Prior to whole-body imaging, dynamic imaging was performed as 30 × 1-min frames following FDG injection with detectors positioned over the torso. Hepatic and splenic FDG clearances were measured using Patlak-Rutland graphical analysis from ROI over the liver (3 cm) and spleen (2.5 cm), each summed from 20 contiguous cranio-caudal transaxial slices, avoiding any suspected focal pathology in each slice, as previously described [29]. All frames were corrected for physical decay of ¹⁸F. Input function was derived from ROI over the abdominal aorta, within and avoiding the walls, summed from about 20 contiguous cranio-caudal transaxial slices drawn by a single operator (GK). The gradient of the plot, which represents tissue FDG clearance (Ki), was divided by the intercept, which represents tissue distribution volume of FDG (V(0)—see Eq. 3). There was no need for attenuation correction of the dynamic study because the factors that respectively relate gradient and intercept based on raw count rates to Ki and V(0) are identical, and cancel out in their ratio, as previously proven [29].
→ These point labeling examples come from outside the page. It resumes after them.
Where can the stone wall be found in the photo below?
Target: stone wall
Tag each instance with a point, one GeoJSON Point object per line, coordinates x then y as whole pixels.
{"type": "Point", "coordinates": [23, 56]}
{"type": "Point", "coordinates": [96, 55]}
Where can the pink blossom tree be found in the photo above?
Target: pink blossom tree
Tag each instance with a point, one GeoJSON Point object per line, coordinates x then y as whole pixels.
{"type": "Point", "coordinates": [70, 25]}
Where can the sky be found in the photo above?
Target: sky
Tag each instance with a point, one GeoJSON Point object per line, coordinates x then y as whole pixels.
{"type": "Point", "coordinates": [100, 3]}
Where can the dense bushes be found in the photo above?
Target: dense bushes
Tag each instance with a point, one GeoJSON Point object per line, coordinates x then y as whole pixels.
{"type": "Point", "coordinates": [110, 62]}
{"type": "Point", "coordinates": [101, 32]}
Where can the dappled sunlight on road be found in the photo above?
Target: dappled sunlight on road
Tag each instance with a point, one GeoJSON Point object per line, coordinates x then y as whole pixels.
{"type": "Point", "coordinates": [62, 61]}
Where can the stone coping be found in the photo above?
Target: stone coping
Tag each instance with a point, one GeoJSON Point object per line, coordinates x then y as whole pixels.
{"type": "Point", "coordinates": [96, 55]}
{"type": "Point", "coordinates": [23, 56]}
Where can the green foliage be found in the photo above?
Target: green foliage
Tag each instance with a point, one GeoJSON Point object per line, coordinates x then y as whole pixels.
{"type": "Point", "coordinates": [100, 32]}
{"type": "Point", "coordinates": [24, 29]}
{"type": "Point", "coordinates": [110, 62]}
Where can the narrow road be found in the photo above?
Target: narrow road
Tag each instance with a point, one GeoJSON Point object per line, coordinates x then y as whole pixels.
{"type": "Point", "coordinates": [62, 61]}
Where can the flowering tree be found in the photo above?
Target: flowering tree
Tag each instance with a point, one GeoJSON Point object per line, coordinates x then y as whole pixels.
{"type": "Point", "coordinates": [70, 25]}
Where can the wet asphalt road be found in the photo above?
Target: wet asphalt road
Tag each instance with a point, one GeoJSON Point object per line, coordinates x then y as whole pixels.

We did not measure the transport constants governing tissue FDG kinetics shown in Fig. 1. Previous workers have shown that K ₁ (which represents tissue blood flow) and k ₂ (the constant of diffusion of un-phosphorylated FDG from tissue to blood) are sufficiently high with respect to the liver that FDG mixes throughout its hepatic distribution volume within 2–3 min. The first two frames of the dynamic study (0–1 min and 1–2 min) over the liver were therefore excluded from the Patlak-Rutland plot to allow mixing of the FDG throughout its hepatic distribution volume. The validity of this is apparent from Fig. 2, which shows the Patlak-Rutland plot to be essentially linear from the third frame. Although the corresponding transport constants for the spleen have not, to our knowledge, been determined, the plots for the spleen were also linear from the third frame, suggesting that the mixing time of FDG in splenic V(0) is as rapid as in liver V(0). Linearity of the plots also suggests that de-phosphorylation of FDG6P is very slow. Otherwise, the plot would be convex upwards. De-phosporylation takes place via glucose-6-phosphatase (k ₄), which is absent from the spleen. The essential requirement of the Patlak-Rutland plot for a single transport constant is therefore met for both tissues when the plot is started from 3 min.

The ratio of FDG6P to total tissue FDG concentration (FDG6P/[FDG6P + FDG]) was calculated from Eqs. 4 and 7 using A(t)/C(t) based on slow exponential half-times of 40, 50 and 60 min (corresponding to β of 0.0173, 0.0139 and 0.0115 min⁻¹, respectively). Total ¹⁸F tracer concentrations were estimated using Eq. 9. C(t) and V(0) are unknown in Eq. 9, so the absolute concentration of tracer is unknown. However, the time courses of tissue FDG6P + FDG concentration for different values of Ki/V(0) can be derived because V(0) is independent of post-injection time.

Using the Shapiro-Wilk test, the W statistic gave p > 0.05 for all SUV indices and Ki/V(0), so parametric statistics were used. Values were expressed as mean ± standard deviation (SD). Pearson’s correlation analysis was used to assess relationships between SUV indices and Ki/V(0).